Miwa, pensando che Rei avesse un corpo stupendo e perfetto, disse:
«Cercavo quelle due che hanno tendenze strane… ma, a quanto pare non sono le sole da queste parti».
«Sai com’è», attaccò la più matura delle tre, «da quando le mie figlie si sono trasferite sulla Luna, nel loro regno, mio figlio ha preso il volo e mio marito ha ripreso a navigare, mi sento sola… almeno Rei, mi fa un po’ di compagnia».
«Giusto, tesoro», disse Rei, regalandole un bel bacio, «mi sei sempre piaciuta, al punto che mi chiedevo come potesse, Usagi, essere tua figlia».
Andò a finire che Miwa dovette, anche questa volta, fermarsi a far compagnia alla padrona di casa e alla sua amica, non avendo più forze per sottrarsi a tale richiesta.
Fu liberata a notte fonda.
«Anche queste due, che assatanate, non ne posso più, io me ne torno a casa. E quella Rei, bellissima, ma antipatica: ʺMi dispiace, cara, Haru e Michi sono sulla Luna a proteggere Serenity… se ti accontenti di noi…ʺ. E anche l’altra, in quanto a fascino e avvenenza, non scherza mica; vorrei arrivare io così alla sua età».
Ma, appena vide la moto, Miwa inorridì, esclamando a voce alta:
«No, non ce la faccio proprio, mi fa male dappertutto… io prendo il treno, manderò qualcuno a riprendere la moto domani».
 
Dopo diverse ore, trascorse su uno scomodo treno, Miwa, seduta su una sedia, osservava la dormiente Flora, sempre legata e imbavagliata sul pavimento:
«Però, Flora è molto bella, quasi quasi me la tengo io; mi ci diverto un po’ e poi chissà, magari convinco Hiroshi a partecipare, così finalmente si sblocca quel… meglio non aggiungere altro. Sì, se questo è l’unico modo, farò così. Ora, però, me ne vado a nanna, che non ce la faccio più».
Queste considerazioni, la ragazza le aveva espresse a voce bassa, ma udibile. Chiuse la porta della prigione, senza far rumore, e si allontanò.  
 
Non erano trascorsi neanche cinque minuti, che Flora si mise a sedere, sputò il fazzoletto che aveva in bocca, dopo aver slegato quello che Miwa le aveva passato tra i denti per chiuderle la bocca e, massaggiandosi i polsi, sbottò:
«Quella stupidella pensava che una corda e due fazzoletti bastassero a mettere fuori combattimento me, il grande generale del Signore del Drago! Dai Hiroshi, vieni fuori, se n’è andata».
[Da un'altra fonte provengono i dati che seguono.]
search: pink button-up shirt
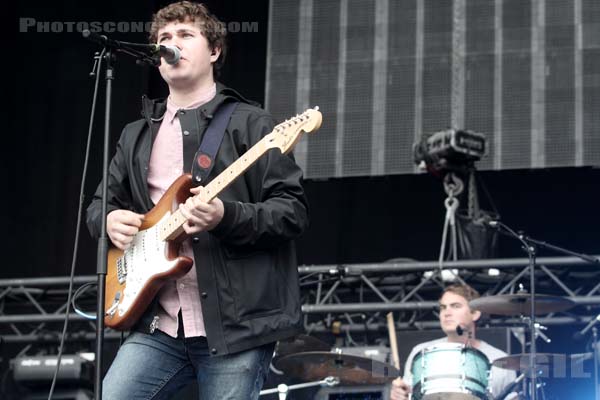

Da dietro un mobile, nell’angolo della stanza, sbucò Hiroshi:
«Eh già; hai sentito amore? Si è convinta a tenerti e a far qualcosa in tre. Mi sa che l’addestramento ha funzionato perfettamente».
«Sì, però io non voglio più essere legata! Leghiamo lei come un salame, così mi prendo un paio di rivincite! E comunque, ora, abbiamo un problema, anzi tre grossi problemi: le due disperate rivogliono Marin indietro; quelle altre quattro vogliono un finale e le ultime due rivogliono figlie, amiche e amici sulla Terra! Che ci devono fare, mega orge? Forse abbiamo fatto troppe promesse senza esser certi di poterle rispettare».
«Non ti preoccupare, tesoro», rispose Hiroshi, baciandola, «l’importante è aver raggiunto lo scopo; al resto ci penseremo, magari domani, in fondo domani è… Lunedì e gli studi d’animazione sono aperti!».